Billions of pounds are spent annually on Research and Development in the NHS – the National Institute for Health Research has an annual budget of £1 billion alone – and yet spreading innovations across hospital trusts is notoriously problematic.
Graeme Currie and Dimitrios Spyridonidis, of Warwick Business School, followed the progress of 12 innovation projects as they were attempted to be spread across trusts over a three-year period, which encompassed 210 interviews and 56 hours of observation.
They found one innovation dealing with chronic obstructive pulmonary disorder (COPD) to be the stand out performer as it successfully spread to 15 other healthcare providers, while others were less effective. The cost savings from this particular intervention were in the region of £124’000 across each of the 15 trusts.
Professor Currie said: “It was a workforce innovation, where a team combining nurses, community nurses, and doctors was put together and through a programme of care, education around lifestyle and monitoring they were able to keep long-term sufferers of respiratory conditions under control and out of A&E and so saving the trusts thousands of pounds, while improving patients’ health.
“There were other great innovations we looked at involving HIV care, diabetes and more, but they did not spread as successfully as this COPD innovation. That was because they did not have the same shared leadership model as the COPD innovation, either managers put too much pressure on doctors with performance or financial targets, or those innovations initiated by doctors simply ran out of money.
“But this COPD innovation saw managers, nurses and doctors working in concert. Managers gave the mandate to innovate and provide the resource, but were then like a back seat driver. They understood doctors have the power and expert knowledge, while nurses deliver the care so understand the operational context.”
Dr Spyridonidis said: “This shared leadership model with innovation could be used as a blueprint across the NHS in getting evidence-based innovations actually into practice across the whole healthcare system.
“There is plenty of innovation going on in the NHS, the big problem is diffusing it and that is an organisational and management problem. This shared leadership model provides an answer.”
At the hospital in North West London studied, managers outlined the problem with COPD and called for bids for a pot of money to work on solutions. The winning bid from a group of doctors was then given a tria
l and evaluation period. It saw managers then taking a back seat as doctors worked with nurses in the hospital and community in putting a package of care together.
To help it spread to other hospitals in the region managers put in structures and organised meetings for doctors to meet with commissioners and peers to reveal evidence of the successful innovation.
One doctor said: “I walked into the workshop meeting and they [medical leads of the COPD innovation] are advising us about how we can implement the innovation and asking us how they can help. Doctors promoted innovation to others, and with greater force, through building networks and creating momentum for diffusion among others in their profession.”
Nurses in each hospital would then takeover leadership of the innovation by adapting it to their context and environment.
As one manager said: “We cede responsibility for innovation to medical leaders, but provide support for their projects, specifically through supporting leadership development for innovation. The result is sharing of leadership extending to many, beyond senior doctors with junior doctors now emerging as champions for innovation.”

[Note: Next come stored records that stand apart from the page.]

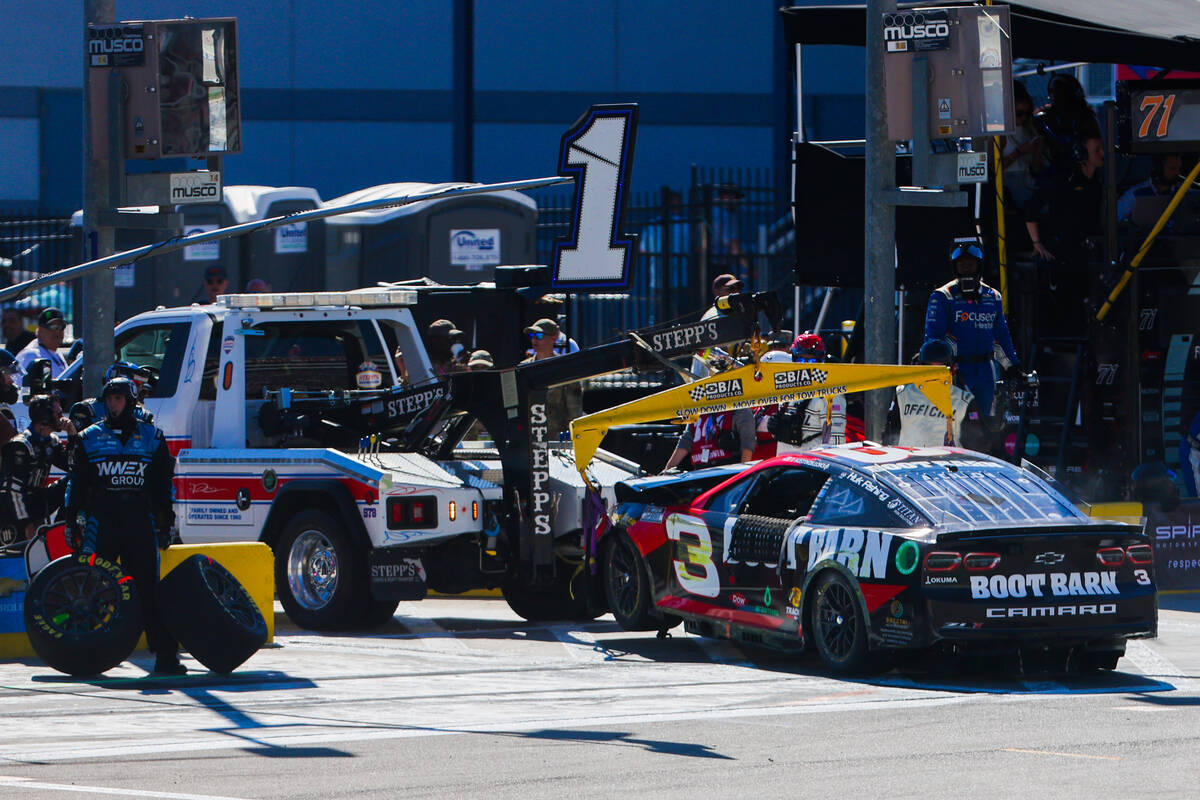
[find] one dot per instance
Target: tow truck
(291, 426)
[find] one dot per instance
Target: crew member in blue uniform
(119, 505)
(969, 316)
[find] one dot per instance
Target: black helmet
(121, 386)
(41, 410)
(935, 352)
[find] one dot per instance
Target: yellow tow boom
(754, 385)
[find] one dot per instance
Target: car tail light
(1140, 554)
(412, 512)
(981, 561)
(941, 561)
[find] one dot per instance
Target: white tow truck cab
(348, 519)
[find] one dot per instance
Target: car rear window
(979, 493)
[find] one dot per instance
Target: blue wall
(340, 94)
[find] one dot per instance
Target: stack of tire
(83, 614)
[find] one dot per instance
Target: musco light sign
(115, 46)
(195, 187)
(917, 31)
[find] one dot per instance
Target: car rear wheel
(318, 572)
(839, 626)
(627, 584)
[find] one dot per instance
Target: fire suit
(119, 493)
(25, 463)
(977, 332)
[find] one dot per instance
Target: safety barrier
(251, 563)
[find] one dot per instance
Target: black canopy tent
(1163, 32)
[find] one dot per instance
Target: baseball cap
(480, 360)
(443, 328)
(49, 316)
(726, 282)
(544, 325)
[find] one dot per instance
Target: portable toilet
(453, 240)
(288, 258)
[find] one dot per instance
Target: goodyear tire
(319, 573)
(83, 614)
(839, 626)
(627, 584)
(211, 614)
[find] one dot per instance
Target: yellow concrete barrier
(251, 563)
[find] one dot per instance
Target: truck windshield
(983, 493)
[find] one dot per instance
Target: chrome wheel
(312, 570)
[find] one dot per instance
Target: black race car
(863, 549)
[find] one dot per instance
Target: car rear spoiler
(755, 385)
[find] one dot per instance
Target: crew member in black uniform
(119, 505)
(25, 462)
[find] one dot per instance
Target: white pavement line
(1155, 665)
(25, 783)
(721, 651)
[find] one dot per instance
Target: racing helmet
(121, 388)
(935, 352)
(808, 347)
(41, 410)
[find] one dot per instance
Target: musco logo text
(127, 474)
(715, 390)
(1042, 584)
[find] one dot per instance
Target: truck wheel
(211, 614)
(83, 614)
(627, 584)
(318, 572)
(839, 626)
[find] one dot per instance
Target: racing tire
(211, 614)
(839, 626)
(83, 614)
(319, 572)
(376, 613)
(627, 584)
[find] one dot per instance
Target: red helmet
(808, 347)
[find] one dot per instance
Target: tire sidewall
(351, 573)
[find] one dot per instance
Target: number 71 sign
(598, 152)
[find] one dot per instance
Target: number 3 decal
(695, 570)
(598, 151)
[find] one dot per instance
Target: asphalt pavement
(459, 698)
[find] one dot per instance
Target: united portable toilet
(454, 240)
(288, 258)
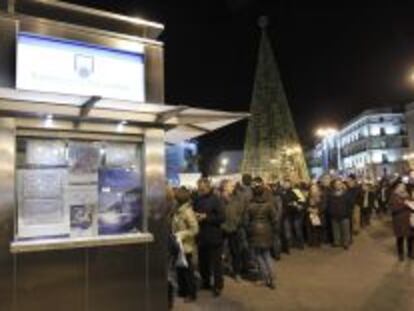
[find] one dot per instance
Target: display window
(78, 189)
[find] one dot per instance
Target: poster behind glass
(78, 189)
(120, 201)
(41, 197)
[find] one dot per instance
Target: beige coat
(185, 227)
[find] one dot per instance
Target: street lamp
(224, 161)
(325, 133)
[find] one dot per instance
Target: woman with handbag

Managers were reliant upon doctors to influence commissioners to release extra resource to help spread the innovation. As a doctor said: “This could be the template for lots of other innovation attempts.”
Professor Currie added: “The configuration of shared leadership was one in which doctors were pre-eminent influencers of innovation diffusion, nurses had enhanced their leadership influence through engagement and adaption activity, and managers had ceded leadership to doctors albeit the former continued to influence innovation diffusion in the background.
“It is a template that should be adopted more widely to get innovations properly diffused.”